The 52nd District's State Representative race is shaping up with a Monticello attorney filing to challenge Ken Upchurch.

Rhett Ramsey officially filed his paperwork with the Secretary of State's office last Friday as a Republican candidate. The 52nd District -- comprised of Wayne and McCreary counties along with a portion of Pulaski -- is currently represented by Upchurch, also a Republican from Monticello who filed for re-election Tuesday.

Upchurch has served most recently since 2013 after a prior stint from 1999 to 2010. His duties include chairing the House Transportation Committee as well as serving on the State Government (H) and Banking & Insurance (H) committees. In announcing his filing on Facebook, Rep. Upchurch stated that as chairman of the House Committee on Transportation as well as a senior member of the Republican majority, he makes "sure the people of McCreary, Pulaski, and Wayne are heard."

Ramsey is a graduate of Eastern Kentucky University and the University of Kentucky College of Law. He's been practicing for just over three years -- primarily civil cases -- through the law firm of Garmon & Ramsey, PLLC, in downtown Monticello.

"I do handle criminal cases also," Ramsey said. "When you're a small town attorney, you have to be able to take a little bit of everything."

Politics comes naturally to Ramsey, whose father Bruce served two terms as Wayne County Judge-Executive. "I guess you can say I come by politics pretty honest," he said. "I love getting out and meeting with people, listening to them and looking for ways to make life better for people in our communities."

In announcing his candidacy, Ramsey said he returned to his home county after law school because he wanted to make a difference. He's focusing his campaign on helping other young people do the same.

"There is more potential in our community," Ramsey said. "We have a lot of really bright, talented people that grow up here but unfortunately we lose a lot of them because they see opportunity elsewhere. I think we have to do a better job, and find ways to get our young people to come back home to have families and careers."

If elected, Ramsey would like to help spur economic development statewide. He supports cutting Kentucky's income tax in favor of a sales-based system. He would also like to see more incentives for young people starting businesses in rural communities.

"We can't always rely on other companies moving into our area," Ramsey said. "We have to let our people loose to create their own jobs, create their own businesses, employ local people. I think we need to pay special attention to making sure that we all shop local when we can and invest in our own local people."

Describing himself as a conservative Republican, Ramsey said he supports 2nd Amendment rights and is 100-percent pro-life. In regard to one hot-button issue that has dominated the General Assembly for the last few years, he believes that while state employees already in the pension system deserve the benefits they were promised, changes must be made for new hires. He thinks that lawmakers should look at their own pension system as well.

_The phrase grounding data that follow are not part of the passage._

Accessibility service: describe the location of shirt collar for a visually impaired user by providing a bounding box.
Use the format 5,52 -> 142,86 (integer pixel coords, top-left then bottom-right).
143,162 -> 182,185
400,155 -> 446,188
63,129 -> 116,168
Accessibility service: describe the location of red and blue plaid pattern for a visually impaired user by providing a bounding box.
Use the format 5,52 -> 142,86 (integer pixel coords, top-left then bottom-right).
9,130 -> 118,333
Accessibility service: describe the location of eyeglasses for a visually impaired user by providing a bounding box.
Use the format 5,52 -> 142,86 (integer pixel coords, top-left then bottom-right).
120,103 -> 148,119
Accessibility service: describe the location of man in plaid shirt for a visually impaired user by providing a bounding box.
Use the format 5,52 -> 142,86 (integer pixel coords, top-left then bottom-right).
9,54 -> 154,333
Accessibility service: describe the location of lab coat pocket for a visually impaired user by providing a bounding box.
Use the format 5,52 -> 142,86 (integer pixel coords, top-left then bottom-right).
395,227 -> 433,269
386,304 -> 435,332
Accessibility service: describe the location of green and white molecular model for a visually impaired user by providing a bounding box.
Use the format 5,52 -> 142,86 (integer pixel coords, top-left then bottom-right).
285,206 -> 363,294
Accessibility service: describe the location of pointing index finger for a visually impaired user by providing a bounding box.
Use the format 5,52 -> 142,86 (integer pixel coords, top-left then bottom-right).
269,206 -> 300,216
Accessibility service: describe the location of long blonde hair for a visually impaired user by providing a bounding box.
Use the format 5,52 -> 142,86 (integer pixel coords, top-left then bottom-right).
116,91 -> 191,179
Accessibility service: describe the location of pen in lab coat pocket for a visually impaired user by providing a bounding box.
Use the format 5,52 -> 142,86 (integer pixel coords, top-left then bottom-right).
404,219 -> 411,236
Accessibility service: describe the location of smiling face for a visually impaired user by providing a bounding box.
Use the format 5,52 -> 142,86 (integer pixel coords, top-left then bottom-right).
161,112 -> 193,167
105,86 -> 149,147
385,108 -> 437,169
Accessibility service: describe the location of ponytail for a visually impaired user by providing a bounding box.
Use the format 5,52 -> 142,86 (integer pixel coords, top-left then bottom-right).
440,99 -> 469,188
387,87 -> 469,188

"We have to take a look at what we can do," he said. "Obviously, I think that what we've been doing doesn't work but we need to be fair to everybody across the board. Part of that might include looking at the legislative pension system and why it is separate from all the other state employees.

"I'm ready to go to Frankfort and stand up for our people," Ramsey continued, adding he believes he can make a difference if given the opportunity to serve the 52nd District and has been humbled by the support he's received since announcing his intent to run last fall. "The citizens of our district are ready for a change; it is time for fresh thinking and a new approach."

The attorney and his wife Charity, a registered nurse, make their home in Monticello.

In other candidacy news from the Kentucky Secretary of State's website:

• The race for Senate Majority Leader Mitch McConnell's long-held seat is getting rather crowded. McConnell has filed for re-election and will face a Primary challenge from fellow Republicans: former state representative C. Wesley Morgan of Richmond, Paul John Frangedakis of Lexington, Louis Grider of Elizabethtown, Nicholas Alsager of Campbellsville, Naren James of Stanford and Wendell K. Crow of Cox's Creek in Nelson County. On the Democrat side, perceived frontrunner Amy McGrath of Lexington will have to fight off challengers Eric Rothmuller of Louisville, Andrew J. Maynard of Georgetown, Mike Broihier of Stanford, John R. Sharpensteen of Bonnieville, Maggie Jo Hilliard of Louisville, Charles Booker of Louisville and Jimmy C. Ausbrooks of Franklin in Simpson County for her shot in the General Election.

• The number of Democrats running for the Presidency of the United States on the Kentucky Primary ballot has grown to five with former Vice President Joe Biden and Massachusetts' senior U.S. Senator Elizabeth Warren joining Indiana's Pete Buttigieg, California's Tom Steyer and New York's Andrew Yang.

Kentucky's filing deadline is this Friday, January 10.